Our partner in London, Extremis Technology, is working with a local manufacturer to build a pop up center in Nuwakot. It will consist of a HuSH shelter that will be include computers, a toilet, and running water.
Some of the infrastructure is there; some of it we are still working on. The aim is to create a sustainable educational model that can be replicated in other places where there are displaced populations.
Q: How many students are you planning to serve?
NSW: I think that when it launches it’s going to be really exciting for that entire village, if not also the surrounding areas. I’d like to start out with 50 kids and provide everybody with a computer and mentoring. And not to leave anyone out. If 100 kids end up coming, we’ll just have to create a rotating system.
Q: Where do you want to be a year from now?
NSW: I’m hoping that people around Nuwakot are actively using the resources on the internet and building resources for their communities through apps. And that they are excited to be connected to the world. I hope that they have a feeling like, “Wow we are a part of the world, and here I am talking to someone from the south of Italy about, I don’t know, their agricultural techniques or something.” I think there is a lot to learn from each other.
Five years from now, I’d like to replicate the model. I’m hoping that we have a pretty solid sense of what works and can not just have it in various communities in Nepal, but throughout the world. In rural communities like Nuwakot, but also in places where there are displaced people. It could be a transitional school for refugees, for displaced populations. I would like to see in five years that we have one on every continent.

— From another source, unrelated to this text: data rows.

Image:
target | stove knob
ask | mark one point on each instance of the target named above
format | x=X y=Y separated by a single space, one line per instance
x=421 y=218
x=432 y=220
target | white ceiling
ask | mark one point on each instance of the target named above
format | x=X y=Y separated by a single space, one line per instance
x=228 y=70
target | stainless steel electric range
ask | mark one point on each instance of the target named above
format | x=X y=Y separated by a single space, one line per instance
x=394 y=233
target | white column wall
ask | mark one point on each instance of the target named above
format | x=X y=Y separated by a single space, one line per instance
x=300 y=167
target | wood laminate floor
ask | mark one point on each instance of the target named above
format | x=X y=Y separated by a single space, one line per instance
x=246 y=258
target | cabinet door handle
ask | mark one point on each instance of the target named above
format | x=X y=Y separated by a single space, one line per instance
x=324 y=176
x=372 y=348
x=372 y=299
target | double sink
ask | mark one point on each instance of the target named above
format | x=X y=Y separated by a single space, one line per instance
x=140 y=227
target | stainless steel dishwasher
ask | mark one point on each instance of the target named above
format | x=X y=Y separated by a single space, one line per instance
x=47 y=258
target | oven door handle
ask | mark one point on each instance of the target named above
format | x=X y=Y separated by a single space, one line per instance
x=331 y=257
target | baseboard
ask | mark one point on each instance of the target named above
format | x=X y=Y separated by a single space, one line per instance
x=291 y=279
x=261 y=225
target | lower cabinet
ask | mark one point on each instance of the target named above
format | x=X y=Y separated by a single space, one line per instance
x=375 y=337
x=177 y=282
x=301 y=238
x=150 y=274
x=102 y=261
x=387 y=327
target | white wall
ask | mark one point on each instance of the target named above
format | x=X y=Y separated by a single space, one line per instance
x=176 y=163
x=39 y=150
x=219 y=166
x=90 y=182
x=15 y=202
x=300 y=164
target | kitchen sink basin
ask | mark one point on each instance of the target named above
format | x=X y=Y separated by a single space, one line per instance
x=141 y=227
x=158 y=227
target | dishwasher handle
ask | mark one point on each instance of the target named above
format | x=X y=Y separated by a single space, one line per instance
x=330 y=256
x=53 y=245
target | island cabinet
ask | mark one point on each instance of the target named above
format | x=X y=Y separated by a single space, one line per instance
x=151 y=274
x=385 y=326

Q: What has taking on this project meant for you personally?
NSW: It has a huge meaning. My mom and her two sisters lost their parents before the age of 10, and in Nepal, as women, there was just no hope for them. They were going to school, because they grew up in a city, for as long as their parents were alive. However, from the moment that their parents passed away, they were unable to complete school. Education has always been something really important.
My mother left her comfort and her world in Nepal to come to the U.S for our education, for my brother and myself. I am among the first women in my mother’s family to have the opportunity to pursue higher education. So to go back to her maternal village and create that school — it feels like something that I was destined to do.
Q: What advice would you give to others looking to build a nonprofit in their spare time?
NSW:Be passionate about what you are doing, and use every situation as an opportunity. I had interviewed for a job at Udacity, and I didn’t get the job. There was a moment of feeling, “oh, I’m getting rejected for something.” But I put two and two together and wrote to the CEO of the company, Sebastian Thrun, to tell him about athenasaraswati.org. He put me in touch with Alper Tekin, who was really responsive, and now Udacity is providing 30 scholarships to support young people we are partnering with in Kathmandu.
So that’s a real twist of fate. Be open to different opportunities, and see every situation as a way to grow, to develop your vision and bring it to life. And don’t be afraid to knock on doors. That’s been a real advantage of being based in Silicon Valley — being so close that I can do that.
What’s the best next step for someone interested in getting involved?
I’d say go to the website, and keep following us.We’re currently recruiting students in Nepal for the Udacity scholarships.
And donate! We’re supported by a mix of cash and in-kind donations and services. Right now, we’re looking for 50 computers, and for help with internet connectivity. We’re also looking at installing a solar generated system. We’re trying to create something that’s limited in monthly costs — that is sustainable.